We’re on the road to nowhere

We’re on the road to nowhere

A good country driver can usually follow his nose. Throw in a couple of well-travelled Ramsey Bros members with roughly 180,000kms of driving between them each year and you’ve got a recipe for a cross-country hike that’s a synch… or so you’d think.  

A couple of years ago, Ramsey Bros’ Eddie Ward pulled up to the house of Group Sales Manager Tim Glover in the early hours, ready to make the trek to a compelling machinery auction in Dubbo.

“It may have been a sign of things to come that I was still asleep when the Director of the company turned up, but I put my skates on, threw a few things in a bag and saddled up next to Eddie for the 12-hour drive to NSW,” Tim says.  
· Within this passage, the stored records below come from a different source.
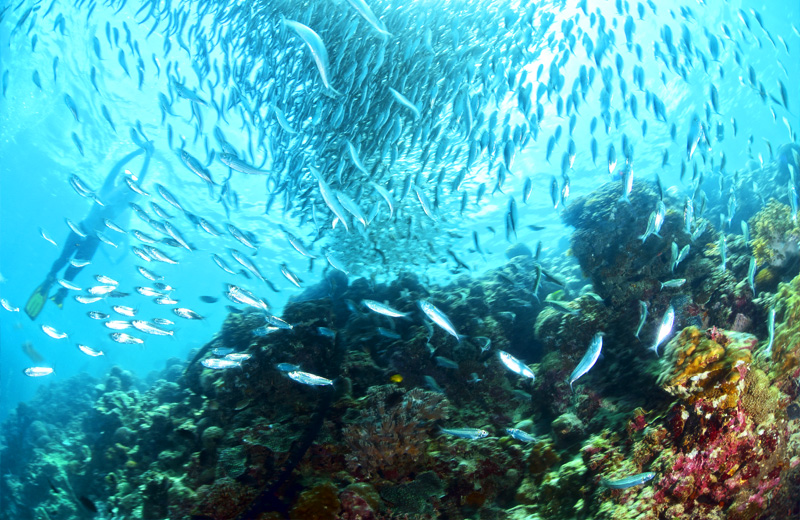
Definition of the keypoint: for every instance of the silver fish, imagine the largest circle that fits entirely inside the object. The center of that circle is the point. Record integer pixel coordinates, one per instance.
(125, 311)
(665, 329)
(309, 379)
(642, 317)
(80, 298)
(7, 306)
(89, 351)
(438, 317)
(381, 308)
(233, 162)
(37, 371)
(66, 284)
(515, 365)
(405, 102)
(466, 433)
(317, 48)
(771, 329)
(125, 338)
(150, 328)
(673, 284)
(751, 275)
(588, 360)
(53, 333)
(364, 10)
(220, 364)
(520, 435)
(150, 275)
(117, 324)
(626, 482)
(189, 314)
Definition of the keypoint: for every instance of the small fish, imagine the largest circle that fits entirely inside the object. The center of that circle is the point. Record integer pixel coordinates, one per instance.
(444, 362)
(125, 311)
(673, 284)
(405, 102)
(150, 328)
(588, 360)
(390, 334)
(89, 351)
(642, 317)
(309, 379)
(110, 225)
(101, 290)
(37, 371)
(7, 306)
(562, 306)
(117, 324)
(220, 364)
(665, 329)
(80, 298)
(515, 365)
(150, 275)
(325, 331)
(286, 272)
(189, 314)
(79, 263)
(381, 308)
(148, 291)
(125, 338)
(317, 48)
(626, 482)
(439, 318)
(751, 275)
(53, 333)
(466, 433)
(234, 163)
(520, 435)
(771, 329)
(238, 356)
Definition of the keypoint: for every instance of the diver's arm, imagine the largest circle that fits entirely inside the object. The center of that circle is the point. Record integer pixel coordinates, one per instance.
(71, 244)
(112, 175)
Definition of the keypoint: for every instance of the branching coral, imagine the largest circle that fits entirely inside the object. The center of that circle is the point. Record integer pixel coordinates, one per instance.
(390, 433)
The two-day auction went swimmingly, with the Ramsey Bros team elated to have nabbed some incredible equipment from other dealers, before hitting the road again to knock the edge off the long trek home. They left early the next morning, with Adelaide firmly in their sights.

“Eddie’s renowned for his perseverance, so when he jumped behind the wheel with a mission of getting us home to our families before sun down, I relaxed,” Tim recalls.
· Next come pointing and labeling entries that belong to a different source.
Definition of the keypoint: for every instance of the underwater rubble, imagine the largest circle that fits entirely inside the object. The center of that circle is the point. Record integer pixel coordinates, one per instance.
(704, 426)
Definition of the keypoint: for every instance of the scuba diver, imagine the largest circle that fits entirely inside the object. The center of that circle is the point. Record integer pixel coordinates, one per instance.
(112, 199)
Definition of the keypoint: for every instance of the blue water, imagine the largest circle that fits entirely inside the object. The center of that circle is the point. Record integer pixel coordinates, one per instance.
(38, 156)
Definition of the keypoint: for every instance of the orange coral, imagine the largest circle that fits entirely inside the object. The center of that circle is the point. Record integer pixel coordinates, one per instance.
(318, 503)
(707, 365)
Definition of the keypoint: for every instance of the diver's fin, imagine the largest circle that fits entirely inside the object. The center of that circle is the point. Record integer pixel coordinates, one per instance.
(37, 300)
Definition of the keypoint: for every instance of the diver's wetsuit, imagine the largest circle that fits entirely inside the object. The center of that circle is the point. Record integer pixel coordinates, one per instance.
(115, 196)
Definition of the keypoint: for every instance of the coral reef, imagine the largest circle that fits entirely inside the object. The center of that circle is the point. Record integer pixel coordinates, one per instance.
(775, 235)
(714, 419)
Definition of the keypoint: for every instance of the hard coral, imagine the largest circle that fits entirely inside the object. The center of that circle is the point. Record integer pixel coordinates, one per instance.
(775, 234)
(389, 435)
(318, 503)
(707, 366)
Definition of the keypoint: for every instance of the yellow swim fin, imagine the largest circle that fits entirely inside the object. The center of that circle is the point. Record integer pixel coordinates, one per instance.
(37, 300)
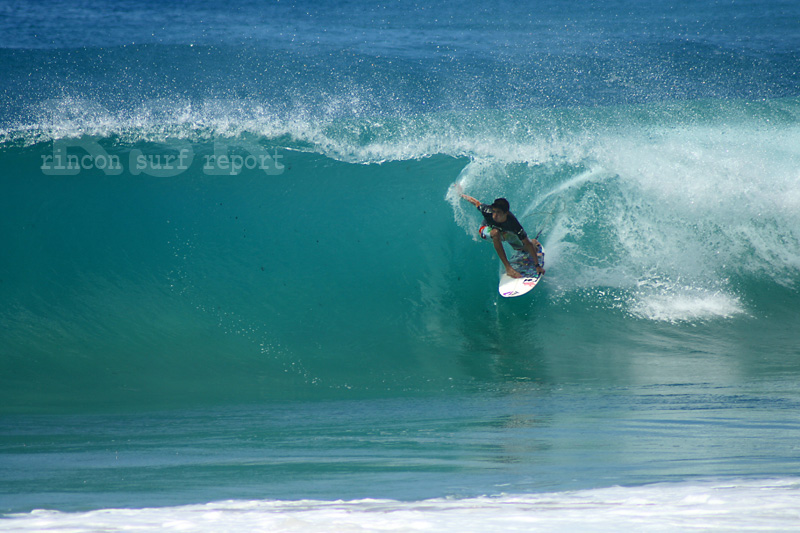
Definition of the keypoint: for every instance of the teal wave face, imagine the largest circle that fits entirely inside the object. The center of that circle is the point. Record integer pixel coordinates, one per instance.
(341, 270)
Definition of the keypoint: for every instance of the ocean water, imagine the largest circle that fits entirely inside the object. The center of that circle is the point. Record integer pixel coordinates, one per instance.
(240, 292)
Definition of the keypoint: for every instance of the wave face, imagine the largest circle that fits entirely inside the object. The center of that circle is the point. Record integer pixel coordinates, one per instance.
(195, 215)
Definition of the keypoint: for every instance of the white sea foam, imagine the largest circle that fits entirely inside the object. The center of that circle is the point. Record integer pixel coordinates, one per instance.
(764, 505)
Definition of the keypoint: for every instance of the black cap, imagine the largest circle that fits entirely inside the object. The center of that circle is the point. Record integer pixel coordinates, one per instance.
(501, 204)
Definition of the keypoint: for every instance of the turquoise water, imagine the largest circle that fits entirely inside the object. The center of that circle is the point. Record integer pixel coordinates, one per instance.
(322, 321)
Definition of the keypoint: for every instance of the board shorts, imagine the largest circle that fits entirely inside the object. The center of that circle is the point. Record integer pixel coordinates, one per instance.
(512, 239)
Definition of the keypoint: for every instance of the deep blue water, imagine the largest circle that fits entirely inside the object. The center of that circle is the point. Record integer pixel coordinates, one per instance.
(322, 321)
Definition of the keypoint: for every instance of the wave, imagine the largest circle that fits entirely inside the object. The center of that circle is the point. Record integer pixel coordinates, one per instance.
(345, 269)
(665, 507)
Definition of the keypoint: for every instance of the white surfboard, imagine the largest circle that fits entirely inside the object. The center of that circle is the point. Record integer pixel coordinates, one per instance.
(522, 263)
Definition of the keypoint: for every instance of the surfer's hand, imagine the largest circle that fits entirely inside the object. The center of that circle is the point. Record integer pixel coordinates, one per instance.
(512, 273)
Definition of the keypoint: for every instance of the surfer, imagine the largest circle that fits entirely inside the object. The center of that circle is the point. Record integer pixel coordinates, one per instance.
(501, 225)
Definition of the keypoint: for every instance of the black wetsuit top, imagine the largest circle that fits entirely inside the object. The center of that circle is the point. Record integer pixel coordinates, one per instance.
(511, 224)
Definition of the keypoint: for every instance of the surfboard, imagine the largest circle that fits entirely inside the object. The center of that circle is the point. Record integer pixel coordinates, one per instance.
(522, 263)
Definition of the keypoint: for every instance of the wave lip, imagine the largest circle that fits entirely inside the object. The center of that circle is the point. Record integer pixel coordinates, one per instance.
(735, 505)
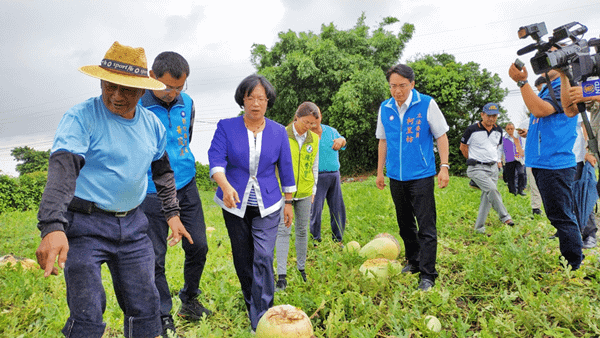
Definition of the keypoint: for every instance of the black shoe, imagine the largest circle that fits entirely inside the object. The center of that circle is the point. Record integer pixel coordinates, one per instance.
(303, 274)
(168, 327)
(193, 310)
(589, 242)
(425, 284)
(281, 283)
(410, 268)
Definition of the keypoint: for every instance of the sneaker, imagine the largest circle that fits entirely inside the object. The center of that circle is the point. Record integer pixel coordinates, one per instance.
(410, 268)
(473, 185)
(193, 310)
(281, 284)
(303, 274)
(426, 284)
(589, 242)
(168, 327)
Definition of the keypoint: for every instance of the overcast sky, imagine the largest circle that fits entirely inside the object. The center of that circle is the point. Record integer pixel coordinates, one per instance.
(43, 43)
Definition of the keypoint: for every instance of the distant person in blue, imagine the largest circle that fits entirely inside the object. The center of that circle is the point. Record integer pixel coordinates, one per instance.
(549, 152)
(176, 111)
(329, 185)
(514, 172)
(97, 179)
(247, 155)
(407, 125)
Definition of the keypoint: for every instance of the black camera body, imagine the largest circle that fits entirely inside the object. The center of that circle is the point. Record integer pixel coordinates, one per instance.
(574, 57)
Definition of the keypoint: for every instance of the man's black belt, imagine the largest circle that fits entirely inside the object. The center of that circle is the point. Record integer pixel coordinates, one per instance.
(88, 207)
(474, 162)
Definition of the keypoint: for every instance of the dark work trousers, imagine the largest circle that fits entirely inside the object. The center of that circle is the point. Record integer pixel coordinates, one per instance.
(514, 180)
(192, 218)
(253, 244)
(121, 243)
(329, 186)
(415, 204)
(555, 188)
(590, 228)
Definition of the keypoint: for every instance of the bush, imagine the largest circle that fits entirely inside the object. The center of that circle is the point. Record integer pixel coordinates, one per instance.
(203, 180)
(22, 193)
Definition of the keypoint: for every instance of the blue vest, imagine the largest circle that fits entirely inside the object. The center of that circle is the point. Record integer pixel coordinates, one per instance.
(409, 141)
(550, 139)
(177, 121)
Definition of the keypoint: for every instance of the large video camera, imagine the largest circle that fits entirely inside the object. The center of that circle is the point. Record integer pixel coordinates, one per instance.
(574, 58)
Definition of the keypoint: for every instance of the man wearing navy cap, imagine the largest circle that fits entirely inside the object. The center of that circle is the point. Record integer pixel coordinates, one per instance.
(479, 144)
(549, 153)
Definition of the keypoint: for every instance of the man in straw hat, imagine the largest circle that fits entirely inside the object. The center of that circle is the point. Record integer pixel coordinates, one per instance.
(97, 178)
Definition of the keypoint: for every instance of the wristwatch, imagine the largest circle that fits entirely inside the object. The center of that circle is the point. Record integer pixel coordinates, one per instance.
(521, 83)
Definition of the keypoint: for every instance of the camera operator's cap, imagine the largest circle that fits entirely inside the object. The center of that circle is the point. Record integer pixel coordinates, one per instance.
(491, 109)
(125, 66)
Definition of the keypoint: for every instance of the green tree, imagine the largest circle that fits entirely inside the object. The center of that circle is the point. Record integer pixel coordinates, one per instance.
(343, 73)
(33, 160)
(461, 91)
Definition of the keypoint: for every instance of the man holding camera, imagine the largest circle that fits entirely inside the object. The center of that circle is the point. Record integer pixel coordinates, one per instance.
(549, 152)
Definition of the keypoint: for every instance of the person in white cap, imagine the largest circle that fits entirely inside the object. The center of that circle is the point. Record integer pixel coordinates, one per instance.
(97, 178)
The pair casually threw around ‘best-route-theories’ before succumbing to technology and punching the destination into the car’s GPS. They admired the countryside on the journey through Balranald, before passing what appeared to be Mildura, then merging onto a fast-paced highway. It seemed a little odd that the GPS took them left off the highway, but the boys continued on what they assumed could only be a revolutionary shortcut.

“It was uneventful, until the map led us down a dirt road… then another… and another and another, going from rough gravel to gritty sand. It was around the final corner, that we found ourselves at a dead end — smack bang in the middle of a citrus orchard!”  
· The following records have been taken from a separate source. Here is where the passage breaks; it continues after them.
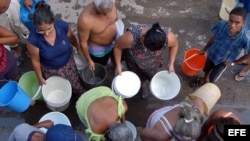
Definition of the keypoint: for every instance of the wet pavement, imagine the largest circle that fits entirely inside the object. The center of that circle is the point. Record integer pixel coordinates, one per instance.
(190, 20)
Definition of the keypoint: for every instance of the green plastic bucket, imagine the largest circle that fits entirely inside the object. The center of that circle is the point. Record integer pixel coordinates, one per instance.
(30, 84)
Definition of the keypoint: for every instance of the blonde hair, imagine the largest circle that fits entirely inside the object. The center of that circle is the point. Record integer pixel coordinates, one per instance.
(103, 4)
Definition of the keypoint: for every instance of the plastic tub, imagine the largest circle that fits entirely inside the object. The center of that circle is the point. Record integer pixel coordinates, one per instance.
(56, 117)
(94, 78)
(127, 84)
(165, 85)
(57, 93)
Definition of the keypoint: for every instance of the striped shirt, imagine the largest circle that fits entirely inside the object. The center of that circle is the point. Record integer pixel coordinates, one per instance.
(226, 48)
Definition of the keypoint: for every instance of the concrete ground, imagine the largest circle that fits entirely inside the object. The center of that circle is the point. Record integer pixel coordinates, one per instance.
(190, 20)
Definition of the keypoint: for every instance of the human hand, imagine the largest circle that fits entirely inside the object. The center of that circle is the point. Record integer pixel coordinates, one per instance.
(202, 52)
(28, 4)
(171, 69)
(91, 65)
(229, 63)
(118, 70)
(42, 81)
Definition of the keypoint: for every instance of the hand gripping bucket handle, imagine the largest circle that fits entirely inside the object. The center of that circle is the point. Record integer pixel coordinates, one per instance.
(190, 57)
(35, 96)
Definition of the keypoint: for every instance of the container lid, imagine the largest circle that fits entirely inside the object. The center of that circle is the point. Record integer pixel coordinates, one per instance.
(132, 128)
(165, 85)
(127, 84)
(56, 117)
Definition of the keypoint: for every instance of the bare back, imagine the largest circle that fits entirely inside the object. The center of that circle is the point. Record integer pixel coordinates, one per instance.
(96, 28)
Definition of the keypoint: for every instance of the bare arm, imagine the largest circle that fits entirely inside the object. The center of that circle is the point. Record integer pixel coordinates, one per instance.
(35, 59)
(7, 37)
(84, 29)
(173, 49)
(28, 4)
(209, 43)
(125, 41)
(73, 40)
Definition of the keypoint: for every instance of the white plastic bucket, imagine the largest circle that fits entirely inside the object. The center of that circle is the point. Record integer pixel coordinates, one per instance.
(56, 117)
(57, 93)
(80, 61)
(165, 85)
(127, 84)
(209, 93)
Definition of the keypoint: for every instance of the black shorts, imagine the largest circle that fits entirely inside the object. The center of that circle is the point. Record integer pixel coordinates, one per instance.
(102, 60)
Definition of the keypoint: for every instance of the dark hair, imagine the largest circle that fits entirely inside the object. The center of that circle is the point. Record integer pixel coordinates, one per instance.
(155, 38)
(217, 132)
(240, 11)
(188, 126)
(120, 132)
(42, 14)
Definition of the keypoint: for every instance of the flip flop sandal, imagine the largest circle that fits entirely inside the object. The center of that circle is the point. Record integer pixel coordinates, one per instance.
(239, 77)
(144, 93)
(19, 60)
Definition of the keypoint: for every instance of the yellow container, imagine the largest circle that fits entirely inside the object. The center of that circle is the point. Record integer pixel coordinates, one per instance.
(209, 93)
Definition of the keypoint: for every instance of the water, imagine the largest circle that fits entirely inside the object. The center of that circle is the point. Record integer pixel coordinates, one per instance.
(56, 96)
(95, 80)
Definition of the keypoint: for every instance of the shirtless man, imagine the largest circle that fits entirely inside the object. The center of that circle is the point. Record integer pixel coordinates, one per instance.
(97, 31)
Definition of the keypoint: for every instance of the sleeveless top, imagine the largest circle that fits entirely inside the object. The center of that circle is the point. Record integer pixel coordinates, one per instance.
(140, 60)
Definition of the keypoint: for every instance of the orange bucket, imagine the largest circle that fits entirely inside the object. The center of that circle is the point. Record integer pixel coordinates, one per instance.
(193, 62)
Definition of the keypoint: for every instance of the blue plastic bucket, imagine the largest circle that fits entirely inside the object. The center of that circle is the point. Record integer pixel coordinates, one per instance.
(13, 97)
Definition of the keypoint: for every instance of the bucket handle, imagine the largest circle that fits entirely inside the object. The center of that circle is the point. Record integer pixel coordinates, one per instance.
(37, 92)
(190, 57)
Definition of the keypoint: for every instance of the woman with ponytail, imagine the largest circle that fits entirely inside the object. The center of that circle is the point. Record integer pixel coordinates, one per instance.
(142, 48)
(49, 45)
Not only were they gob-smacked by how they’d ended up in such isolation, it quickly became apparent that their Commodore Ute was firmly bogged right up to the axels. With no phone reception and not a soul in sight, Tim resigned to rolling up his sleeves.

“I swung open the door and started digging, one gritty handful at a time. It was tough-going, with Ed revving the ute while I burrowed down and we enthusiastically threw directions (plus a few cuss-words) around. There were sighs of relief when we finally freed ourselves and started to backtrack the rabbit warren we’d headed down.

“We caught our breath, called home to say we’d taken an ‘unexpected detour’ and exchanged a few sheepish side glances before agreeing it was probably safest to keep this misdemeanour between ourselves rather than end up the laughing stock of our staff newsletter,” laughs Tim.

To this day, The Leyland Brothers have travelled frequently together but now put their faith in traditional maps and years of instincts rather than dance with the devilish GPS once more.